Die Konsequenzen der anhaltenden Krise in Griechenland würden von vielen Analysten schlicht überschätzt, findet die Axa-Strategin Christina Böck.
Christina Böck ist ‹CIO Switzerland & Head Solution Strategists Central Europe› bei Axa Investment Managers.
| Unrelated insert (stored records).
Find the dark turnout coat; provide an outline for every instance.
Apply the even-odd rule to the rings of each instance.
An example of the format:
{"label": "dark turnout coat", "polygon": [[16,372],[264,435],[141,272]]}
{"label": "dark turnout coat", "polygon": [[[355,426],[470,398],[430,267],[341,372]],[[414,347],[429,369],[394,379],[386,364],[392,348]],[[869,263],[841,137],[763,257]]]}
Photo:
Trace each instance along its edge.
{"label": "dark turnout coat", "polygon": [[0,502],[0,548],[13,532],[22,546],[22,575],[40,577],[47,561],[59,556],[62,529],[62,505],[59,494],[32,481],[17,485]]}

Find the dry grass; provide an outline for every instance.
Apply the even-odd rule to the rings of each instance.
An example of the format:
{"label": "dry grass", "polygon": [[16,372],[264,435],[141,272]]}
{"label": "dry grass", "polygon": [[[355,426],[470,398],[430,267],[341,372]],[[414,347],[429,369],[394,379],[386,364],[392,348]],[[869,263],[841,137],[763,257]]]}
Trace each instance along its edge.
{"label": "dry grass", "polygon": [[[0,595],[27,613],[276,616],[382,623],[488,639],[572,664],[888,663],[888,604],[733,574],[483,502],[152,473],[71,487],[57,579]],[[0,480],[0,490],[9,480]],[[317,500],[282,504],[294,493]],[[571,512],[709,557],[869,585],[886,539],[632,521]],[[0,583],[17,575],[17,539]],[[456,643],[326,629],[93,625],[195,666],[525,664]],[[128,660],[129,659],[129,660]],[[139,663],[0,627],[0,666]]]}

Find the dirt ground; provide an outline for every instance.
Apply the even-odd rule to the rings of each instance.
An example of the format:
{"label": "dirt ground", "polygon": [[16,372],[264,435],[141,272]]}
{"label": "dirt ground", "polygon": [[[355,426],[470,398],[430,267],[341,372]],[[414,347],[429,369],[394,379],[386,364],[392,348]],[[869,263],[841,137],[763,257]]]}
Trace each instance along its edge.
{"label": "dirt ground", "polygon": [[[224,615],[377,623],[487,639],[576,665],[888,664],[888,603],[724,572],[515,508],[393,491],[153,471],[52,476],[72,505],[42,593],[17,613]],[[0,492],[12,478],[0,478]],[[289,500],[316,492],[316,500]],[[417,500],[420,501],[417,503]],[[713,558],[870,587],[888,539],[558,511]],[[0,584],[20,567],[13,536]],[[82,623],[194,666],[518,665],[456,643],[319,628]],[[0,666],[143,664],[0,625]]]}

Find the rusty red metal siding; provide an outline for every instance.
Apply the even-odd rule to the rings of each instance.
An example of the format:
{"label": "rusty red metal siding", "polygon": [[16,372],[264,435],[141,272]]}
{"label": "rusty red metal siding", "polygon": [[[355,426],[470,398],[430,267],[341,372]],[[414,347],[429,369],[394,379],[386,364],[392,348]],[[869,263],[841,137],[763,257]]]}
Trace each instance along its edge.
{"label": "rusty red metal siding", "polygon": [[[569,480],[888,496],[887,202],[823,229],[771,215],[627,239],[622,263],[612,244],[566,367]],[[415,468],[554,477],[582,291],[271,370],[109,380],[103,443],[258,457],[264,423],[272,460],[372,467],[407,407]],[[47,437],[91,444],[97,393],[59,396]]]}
Ihre Kolumne für finews.ch erscheint monatlich.
Nun, da das Ende des Hilfsprogramms entschieden ist und der Ausfall der Schulden Griechenlands an den Internationalen Währungsfonds (IWF) so gut wie sicher, kommen die Anleger nicht mehr um die Frage herum, was das alles bedeuten könnte. Dass die Märkte bis Ende letzter Woche recht ruhig waren, kann an der letzten Hoffnung auf eine Einigung gelegen haben.
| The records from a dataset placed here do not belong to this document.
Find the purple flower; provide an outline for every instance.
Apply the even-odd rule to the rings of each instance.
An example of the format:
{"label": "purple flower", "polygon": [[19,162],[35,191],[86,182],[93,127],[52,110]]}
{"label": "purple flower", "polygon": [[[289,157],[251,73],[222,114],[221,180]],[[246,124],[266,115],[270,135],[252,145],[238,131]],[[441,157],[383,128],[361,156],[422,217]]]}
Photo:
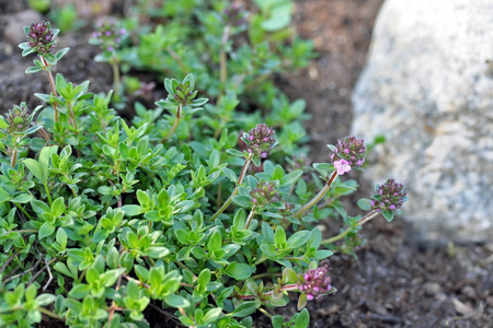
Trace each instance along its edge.
{"label": "purple flower", "polygon": [[48,22],[31,23],[26,36],[28,46],[38,55],[50,54],[55,49],[54,31]]}
{"label": "purple flower", "polygon": [[383,185],[377,186],[376,194],[371,196],[371,209],[378,212],[397,212],[408,200],[406,195],[403,185],[395,183],[394,179],[388,179]]}
{"label": "purple flower", "polygon": [[337,169],[339,175],[343,175],[344,173],[351,171],[351,166],[346,160],[335,161],[334,167],[335,167],[335,169]]}
{"label": "purple flower", "polygon": [[5,131],[11,134],[22,134],[30,128],[32,117],[27,110],[27,106],[25,103],[21,103],[21,105],[14,105],[12,109],[10,109],[5,114],[4,120],[8,124]]}
{"label": "purple flower", "polygon": [[317,269],[305,272],[303,281],[298,283],[298,289],[307,295],[308,301],[319,298],[331,290],[329,270],[329,261],[324,260]]}
{"label": "purple flower", "polygon": [[[344,160],[354,168],[359,168],[365,163],[366,147],[363,140],[355,137],[344,137],[337,140],[337,144],[332,148],[331,160],[335,166],[335,162]],[[346,171],[347,172],[347,171]]]}
{"label": "purple flower", "polygon": [[277,143],[273,128],[264,124],[256,125],[241,138],[246,144],[246,151],[260,159],[266,159],[272,148]]}

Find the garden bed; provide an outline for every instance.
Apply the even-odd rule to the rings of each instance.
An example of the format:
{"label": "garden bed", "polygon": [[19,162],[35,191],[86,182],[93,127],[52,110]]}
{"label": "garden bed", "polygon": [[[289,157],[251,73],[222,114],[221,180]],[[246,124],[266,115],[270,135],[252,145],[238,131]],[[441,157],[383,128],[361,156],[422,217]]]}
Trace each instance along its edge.
{"label": "garden bed", "polygon": [[[26,1],[0,1],[0,28],[10,15],[26,8]],[[352,110],[351,93],[363,68],[370,31],[381,0],[297,1],[295,22],[303,38],[314,40],[318,58],[307,69],[293,75],[278,75],[276,82],[291,99],[307,99],[311,120],[313,162],[328,156],[326,143],[348,134]],[[91,80],[90,90],[108,90],[112,71],[105,63],[93,61],[98,54],[89,46],[89,30],[61,35],[59,43],[71,48],[70,58],[58,67],[67,80],[81,83]],[[31,59],[0,34],[0,107],[27,102],[34,108],[39,101],[35,92],[48,92],[45,77],[25,75]],[[137,72],[139,78],[152,77]],[[152,97],[164,97],[160,85]],[[142,101],[142,99],[141,99]],[[130,114],[127,114],[130,115]],[[360,180],[360,174],[352,177]],[[371,192],[362,181],[358,197]],[[423,196],[425,197],[425,196]],[[355,200],[354,197],[353,200]],[[420,201],[412,199],[410,201]],[[353,206],[352,206],[353,204]],[[348,213],[356,214],[355,201],[347,202]],[[339,232],[340,222],[324,222],[323,233]],[[334,255],[331,260],[335,295],[310,302],[310,327],[491,327],[493,326],[493,244],[429,245],[419,241],[412,227],[398,216],[392,223],[382,218],[365,225],[365,246],[358,259]],[[332,232],[329,234],[329,232]],[[151,327],[173,327],[174,320],[153,308]],[[296,313],[294,300],[273,311],[287,317]],[[256,315],[255,327],[271,323]],[[47,321],[41,327],[54,327]]]}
Doch nun? Die Konsequenzen werden vermutlich von vielen Analysten überschätzt. Denn die Unterschiede zwischen der heutigen Situation und den Krisenmomenten von 2010 und 2012 sind frappierend: Heute wird noch ein extrem geringer Teil der griechischen Schulden von privaten Investoren gehalten.
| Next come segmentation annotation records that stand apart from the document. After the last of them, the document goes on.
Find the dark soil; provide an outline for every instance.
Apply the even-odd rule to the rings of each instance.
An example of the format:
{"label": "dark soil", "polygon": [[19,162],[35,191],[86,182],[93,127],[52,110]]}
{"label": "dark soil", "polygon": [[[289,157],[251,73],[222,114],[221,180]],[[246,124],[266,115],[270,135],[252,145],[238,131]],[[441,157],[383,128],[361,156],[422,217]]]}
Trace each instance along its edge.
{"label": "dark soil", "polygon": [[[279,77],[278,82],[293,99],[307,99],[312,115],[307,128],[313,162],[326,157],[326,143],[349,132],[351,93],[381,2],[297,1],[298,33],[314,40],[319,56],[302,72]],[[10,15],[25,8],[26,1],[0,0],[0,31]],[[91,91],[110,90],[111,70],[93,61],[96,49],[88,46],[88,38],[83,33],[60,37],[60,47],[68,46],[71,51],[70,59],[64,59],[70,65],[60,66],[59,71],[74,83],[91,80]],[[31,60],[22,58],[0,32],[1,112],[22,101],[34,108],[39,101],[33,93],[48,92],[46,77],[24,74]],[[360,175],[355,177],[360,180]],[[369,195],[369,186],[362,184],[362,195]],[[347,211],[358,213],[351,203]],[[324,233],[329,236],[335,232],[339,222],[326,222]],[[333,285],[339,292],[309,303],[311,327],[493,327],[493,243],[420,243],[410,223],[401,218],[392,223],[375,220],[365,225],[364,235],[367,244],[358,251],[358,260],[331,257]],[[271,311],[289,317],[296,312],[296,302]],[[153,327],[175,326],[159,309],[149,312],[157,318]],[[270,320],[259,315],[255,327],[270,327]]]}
Zahlungsversprechen, aber keine Verluste
Es sind hauptsächlich europäische Institutionen, die Abschreibungen werden in Kauf nehmen müssen. Und Abschreibungen sind Buchungen, ein Verzicht auf weit in der Zukunft liegende Zahlungsversprechen – aber keine Verluste, die in der nächsten Zeit grössere Probleme auslösen würden. Ausserdem haben die europäischen Banken heute eine viel bessere Kapital- und Liquiditätsposition als damals.
Auf der realwirtschaftlichen Seite ist festzustellen, dass die Handelsbeziehungen Griechenlands zum weiteren europäischen Wirtschaftsraum in den vergangenen Jahren stark gesunken sind. Die verbesserte Situation der anderen Peripherieländer, zum Beispiel mit einer deutlich stärkeren Fiskalpolitik und relativ ausgeglichenen Leistungsbilanzen, reduziert die Anfälligkeit dieser Länder für eine Ansteckung.
Nervosität bleibt nicht aus
Der beste Schutz gegen eine Ansteckung ist allerdings die erst im vergangenen Januar begonnene quantitative Lockerung. Durch diese werden die Zinsen auf die Staatsanleihen beispielsweise von Italien und Spanien niedrig gehalten. Natürlich wird die Nervosität nicht völlig ausbleiben, und die Zinsdifferenziale zu deutschen Bundesanleihen werden ansteigen.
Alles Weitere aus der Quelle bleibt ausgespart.